Warga mengaku bahwa aktivitas itu sudah berjalan lama, tanpa adanya penanganan dari aparat kepolisian setempat:
” Udah lama bang, sejak berapa tahun yang lalu. Mustahil lah polsek gak mengetahui, orang pemilik nya anggota polisi situ juga bang. Ya mungkin aja udah main mata”, ungkap warga nyeleneh.
Dalam menjalankan fungsi kontrol sosial sebagaimana diatur dalam Undang-Undang Pers Nomor 40 Tahun 1999, wartawan telah berupaya meminta konfirmasi kepada Harahap dan Kapolsek Binawidya Kompol Nusirwan, S.H terkait informasi yang berkembang di masyarakat.
Namun, alih-alih memperoleh penjelasan atau hak jawab, wartawan justru mendapati Kapolsek Binawidya BUNGKAM dan bahkan nomor telepon yang digunakan untuk meminta konfirmasi telah diblokir oleh Kapolsek Bina Widya. Akibatnya, upaya konfirmasi tidak dapat dilanjutkan.
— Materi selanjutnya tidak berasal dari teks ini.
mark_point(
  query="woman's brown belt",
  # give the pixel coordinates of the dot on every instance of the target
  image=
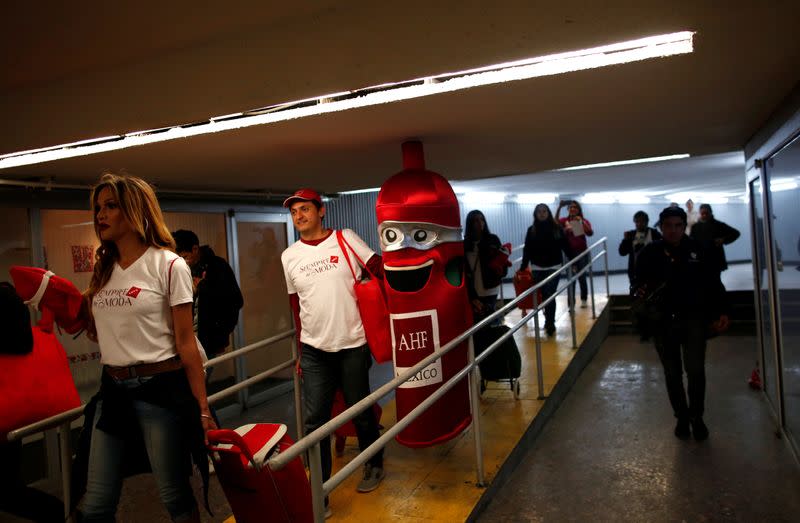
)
(144, 369)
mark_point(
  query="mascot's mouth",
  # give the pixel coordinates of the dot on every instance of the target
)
(409, 278)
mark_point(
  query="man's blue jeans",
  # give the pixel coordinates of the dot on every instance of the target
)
(681, 344)
(323, 373)
(162, 441)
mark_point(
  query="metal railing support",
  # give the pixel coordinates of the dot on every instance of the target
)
(317, 491)
(605, 261)
(571, 300)
(65, 450)
(475, 406)
(538, 343)
(591, 288)
(298, 397)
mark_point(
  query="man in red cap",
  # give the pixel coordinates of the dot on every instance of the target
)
(334, 348)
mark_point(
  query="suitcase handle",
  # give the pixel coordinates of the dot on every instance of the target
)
(230, 437)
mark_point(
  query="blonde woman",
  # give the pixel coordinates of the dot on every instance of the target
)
(152, 390)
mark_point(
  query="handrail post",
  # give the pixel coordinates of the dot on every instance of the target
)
(538, 342)
(475, 405)
(317, 492)
(298, 398)
(591, 288)
(605, 261)
(65, 450)
(571, 300)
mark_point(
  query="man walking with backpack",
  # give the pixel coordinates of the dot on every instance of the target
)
(217, 297)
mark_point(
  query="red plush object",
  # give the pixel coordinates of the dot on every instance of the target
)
(59, 296)
(36, 385)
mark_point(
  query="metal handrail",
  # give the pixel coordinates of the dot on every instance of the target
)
(73, 414)
(63, 420)
(311, 441)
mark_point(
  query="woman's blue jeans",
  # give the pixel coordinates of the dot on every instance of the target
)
(162, 439)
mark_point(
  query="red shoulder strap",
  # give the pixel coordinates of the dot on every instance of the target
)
(342, 242)
(169, 277)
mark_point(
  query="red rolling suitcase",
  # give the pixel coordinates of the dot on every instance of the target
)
(254, 491)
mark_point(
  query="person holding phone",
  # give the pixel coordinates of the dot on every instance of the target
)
(576, 228)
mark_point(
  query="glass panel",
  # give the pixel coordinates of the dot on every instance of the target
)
(69, 244)
(785, 204)
(15, 242)
(266, 305)
(765, 302)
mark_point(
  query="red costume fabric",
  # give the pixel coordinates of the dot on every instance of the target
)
(420, 227)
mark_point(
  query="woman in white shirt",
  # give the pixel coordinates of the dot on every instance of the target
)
(152, 391)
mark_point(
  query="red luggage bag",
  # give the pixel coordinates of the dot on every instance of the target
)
(255, 492)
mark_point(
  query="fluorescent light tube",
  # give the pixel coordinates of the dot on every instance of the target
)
(626, 162)
(659, 46)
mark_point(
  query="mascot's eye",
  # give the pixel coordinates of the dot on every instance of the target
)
(390, 235)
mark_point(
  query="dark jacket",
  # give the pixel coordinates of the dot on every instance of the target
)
(544, 245)
(627, 248)
(680, 280)
(488, 247)
(708, 231)
(217, 301)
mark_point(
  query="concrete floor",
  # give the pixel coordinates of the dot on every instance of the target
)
(608, 454)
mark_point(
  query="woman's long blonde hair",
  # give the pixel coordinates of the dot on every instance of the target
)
(139, 206)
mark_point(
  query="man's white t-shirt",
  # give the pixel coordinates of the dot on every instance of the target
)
(132, 312)
(319, 275)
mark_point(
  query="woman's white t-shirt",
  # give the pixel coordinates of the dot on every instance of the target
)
(329, 316)
(132, 312)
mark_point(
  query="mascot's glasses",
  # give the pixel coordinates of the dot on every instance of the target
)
(415, 235)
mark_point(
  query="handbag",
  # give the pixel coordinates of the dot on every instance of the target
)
(371, 306)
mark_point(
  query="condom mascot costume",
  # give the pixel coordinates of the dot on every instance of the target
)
(423, 255)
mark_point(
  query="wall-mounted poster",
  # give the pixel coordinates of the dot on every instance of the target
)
(82, 258)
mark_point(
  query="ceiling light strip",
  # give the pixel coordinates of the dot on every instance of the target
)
(636, 50)
(626, 162)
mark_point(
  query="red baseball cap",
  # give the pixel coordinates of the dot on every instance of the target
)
(305, 195)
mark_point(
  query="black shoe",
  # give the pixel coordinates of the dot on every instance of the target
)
(699, 429)
(682, 429)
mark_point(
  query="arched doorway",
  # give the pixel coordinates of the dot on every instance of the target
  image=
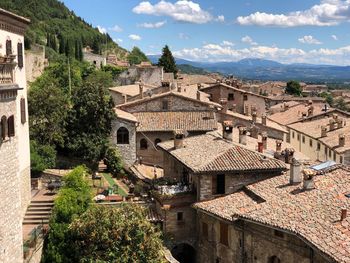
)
(184, 253)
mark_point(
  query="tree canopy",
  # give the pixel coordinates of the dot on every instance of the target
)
(167, 61)
(294, 88)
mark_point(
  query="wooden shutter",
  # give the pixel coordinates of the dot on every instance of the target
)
(20, 55)
(23, 111)
(8, 47)
(11, 126)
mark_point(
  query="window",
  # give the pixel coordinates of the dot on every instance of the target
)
(122, 136)
(165, 105)
(231, 97)
(218, 183)
(23, 111)
(8, 47)
(224, 234)
(156, 141)
(3, 127)
(143, 144)
(180, 216)
(11, 126)
(20, 55)
(205, 231)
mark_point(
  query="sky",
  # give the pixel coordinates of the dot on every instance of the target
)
(308, 31)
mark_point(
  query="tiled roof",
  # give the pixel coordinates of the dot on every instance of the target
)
(313, 215)
(212, 153)
(170, 121)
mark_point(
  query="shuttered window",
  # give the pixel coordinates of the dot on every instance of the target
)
(20, 55)
(11, 126)
(23, 111)
(8, 47)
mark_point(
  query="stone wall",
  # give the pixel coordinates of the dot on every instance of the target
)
(128, 151)
(258, 244)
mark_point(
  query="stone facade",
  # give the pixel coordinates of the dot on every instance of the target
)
(249, 242)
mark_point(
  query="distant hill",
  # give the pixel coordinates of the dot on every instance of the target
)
(260, 69)
(51, 19)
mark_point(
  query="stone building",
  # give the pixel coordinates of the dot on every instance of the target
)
(15, 189)
(289, 218)
(206, 167)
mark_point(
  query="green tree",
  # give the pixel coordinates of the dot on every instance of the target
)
(41, 157)
(136, 56)
(167, 61)
(115, 234)
(294, 88)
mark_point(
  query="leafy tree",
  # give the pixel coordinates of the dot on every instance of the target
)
(167, 61)
(294, 88)
(119, 234)
(113, 161)
(41, 157)
(136, 56)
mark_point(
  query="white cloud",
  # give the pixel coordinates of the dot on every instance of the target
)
(102, 29)
(309, 40)
(249, 40)
(135, 37)
(219, 52)
(227, 43)
(184, 36)
(116, 28)
(327, 13)
(153, 25)
(182, 10)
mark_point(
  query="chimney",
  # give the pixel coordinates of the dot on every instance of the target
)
(331, 124)
(254, 132)
(264, 139)
(198, 95)
(227, 130)
(179, 136)
(254, 116)
(243, 135)
(344, 213)
(263, 119)
(308, 179)
(278, 146)
(295, 172)
(341, 140)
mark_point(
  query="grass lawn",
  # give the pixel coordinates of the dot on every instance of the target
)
(112, 182)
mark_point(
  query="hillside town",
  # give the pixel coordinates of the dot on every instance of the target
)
(161, 165)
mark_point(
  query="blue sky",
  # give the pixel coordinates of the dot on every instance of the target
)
(309, 31)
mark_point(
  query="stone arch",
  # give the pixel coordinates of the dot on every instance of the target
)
(184, 253)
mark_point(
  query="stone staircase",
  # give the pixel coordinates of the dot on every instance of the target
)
(38, 212)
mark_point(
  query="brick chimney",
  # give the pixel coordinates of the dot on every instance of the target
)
(254, 132)
(341, 140)
(332, 124)
(264, 139)
(243, 135)
(263, 119)
(179, 136)
(198, 95)
(227, 128)
(308, 179)
(295, 172)
(141, 90)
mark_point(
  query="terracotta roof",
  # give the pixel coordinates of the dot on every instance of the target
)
(170, 121)
(313, 215)
(125, 115)
(212, 153)
(294, 113)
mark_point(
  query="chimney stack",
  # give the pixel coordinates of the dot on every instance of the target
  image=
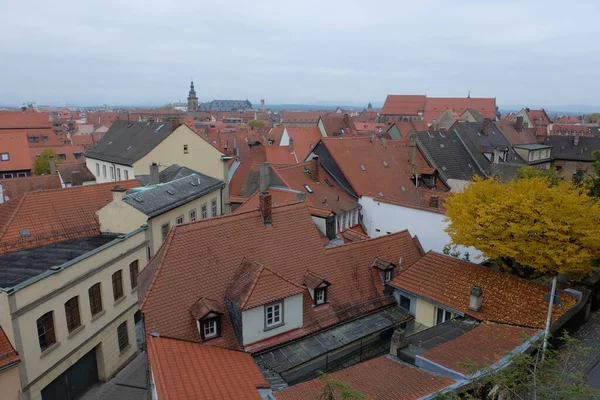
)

Sikap tersebut memunculkan pertanyaan di tengah masyarakat. Penolakan atau tidak diberikannya ruang konfirmasi dinilai tidak sejalan dengan prinsip keterbukaan informasi publik dan kemitraan antara kepolisian dengan pers yang selama ini dibangun.
“Kalau bersih, kenapa risih”, ucap warga saat mengetahui nomor wartawan di blokir Kapolsek.
Peristiwa ini kemudian memunculkan sejumlah pertanyaan yang berkembang di ruang publik, antara lain: Apakah Kapolsek Bina Widya mengetahui aktivitas yang diduga terjadi di lokasi tersebut?, Apakah sudah pernah dilakukan pengecekan atau penindakan terhadap lokasi yang diberitakan?, Mengapa upaya konfirmasi wartawan tidak memperoleh tanggapan dan justru berakhir dengan dugaan pemblokiran nomor wartawan?. Apakah jajaran Polresta Pekanbaru telah memperoleh laporan atau informasi mengenai dugaan aktivitas tersebut?
“Bisa abang lihat disepanjang jalan Air Hitam kecamatan Binawidya ini, bejejeran kios pengecer. Sekitar 500 kilometer dari kios itu ada bangunan semi permanen yang digunakan untuk aktivitas penimbunan BBM bersubsidi Solar. Telusuri aja bang, itu tanah milik siapa, dan siapa yang bangun bangunan semi permanen itu”, tegas warga.
Apa yang melandasi sikap Kapolsek yang terkesan melakukan pembiaran? Tutup mata tutup telinga? Main mata? Ataukah Kapolsek Binawidya mendapatkan upeti dari aktivitas penimbunan BBM bersubsidi solar HARAHAP tersebut?
Saat ini publik mendesak Kapolresta Pekanbaru turun tangan dan proses oknum anggota yang melakukan aktivitas penimbunan BBM bersubsidi:
“Kami berharap persoalan ini segera di tindaklanjuti kapolresta Pekanbaru. Kami minta steril kan dan proses oknum anggota polisi nakal”. Tegas warga
Apakah aktivitas penimbunan BBM bersubsidi solar HARAHAP ini turut diketahui oleh Kapolresta Pekanbaru?
Sebagai pengawas sosial, pers berkewajiban menyampaikan informasi yang menjadi kepentingan publik sekaligus menjunjung tinggi asas praduga tak bersalah, keberimbangan, dan hak jawab sebagaimana diatur dalam Undang-Undang Nomor 40 Tahun 1999 tentang Pers dan Kode Etik Jurnalistik.